Especially when we are downloading thousands of images at once, it's possible for a few to get corrupted in the chaos of networking. In some cases, the data source provides a checksum of the files, so that we can confirm that our copy is correct. When it's possible, this is great functionality to include in the download step. If the data has already been downloaded, it's faster to check that it matches a checksum rather than download it all over again. If it doesn't match the checksum, we can queue to be redownloaded before moving on to the processing stage.

Process

The primary work a processing task accomplishes is reading the raw data, and writing it into COG files. To accomplish this, we primarily use the rasterio package.
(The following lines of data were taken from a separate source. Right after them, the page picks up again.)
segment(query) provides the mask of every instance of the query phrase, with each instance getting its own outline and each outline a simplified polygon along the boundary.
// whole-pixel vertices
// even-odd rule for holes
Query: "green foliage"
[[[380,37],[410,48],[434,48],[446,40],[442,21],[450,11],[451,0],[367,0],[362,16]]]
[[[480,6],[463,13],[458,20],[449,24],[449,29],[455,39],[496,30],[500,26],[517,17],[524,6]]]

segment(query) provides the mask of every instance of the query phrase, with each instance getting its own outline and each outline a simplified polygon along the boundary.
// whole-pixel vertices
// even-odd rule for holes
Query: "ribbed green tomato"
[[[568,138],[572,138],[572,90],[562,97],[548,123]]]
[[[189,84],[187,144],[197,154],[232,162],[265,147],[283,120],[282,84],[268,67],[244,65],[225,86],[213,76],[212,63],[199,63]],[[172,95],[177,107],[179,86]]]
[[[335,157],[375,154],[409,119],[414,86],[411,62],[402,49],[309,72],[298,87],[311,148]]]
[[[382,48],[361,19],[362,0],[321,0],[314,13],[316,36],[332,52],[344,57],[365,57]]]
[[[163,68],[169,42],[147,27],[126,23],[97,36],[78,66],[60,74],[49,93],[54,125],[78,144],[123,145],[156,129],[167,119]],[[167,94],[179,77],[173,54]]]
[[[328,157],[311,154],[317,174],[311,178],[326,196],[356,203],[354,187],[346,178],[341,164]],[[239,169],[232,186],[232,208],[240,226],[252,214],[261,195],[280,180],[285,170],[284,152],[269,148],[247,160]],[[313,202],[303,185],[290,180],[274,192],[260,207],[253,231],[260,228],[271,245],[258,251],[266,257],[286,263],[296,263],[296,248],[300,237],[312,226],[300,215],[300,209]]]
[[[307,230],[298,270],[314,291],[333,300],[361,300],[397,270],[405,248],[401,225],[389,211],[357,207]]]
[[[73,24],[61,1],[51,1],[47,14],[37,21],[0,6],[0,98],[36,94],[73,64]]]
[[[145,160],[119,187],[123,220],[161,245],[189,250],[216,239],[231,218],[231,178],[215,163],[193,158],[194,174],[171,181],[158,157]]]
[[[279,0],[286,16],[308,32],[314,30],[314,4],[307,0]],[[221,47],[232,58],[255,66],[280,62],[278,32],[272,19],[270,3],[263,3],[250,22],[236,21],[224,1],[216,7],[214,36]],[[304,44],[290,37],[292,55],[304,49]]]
One key thing to understand about rasterio is that it manages file read and write settings as dictionaries of variables, passed as keyword arguments to the rasterio.open() function. When reading a source file, this dictionary can be accessed at the meta attribute of the opened file object, e.g. src.meta. When writing an output file, this dictionary can be defined as keyword arguments in the rasterio.open() command.

import rasterio

with rasterio.open(src_path, "r") as src:
    # src.meta is the profile of the source file
    with rasterio.open(dst_path, "w", **profile) as dst:
        src.write(dst)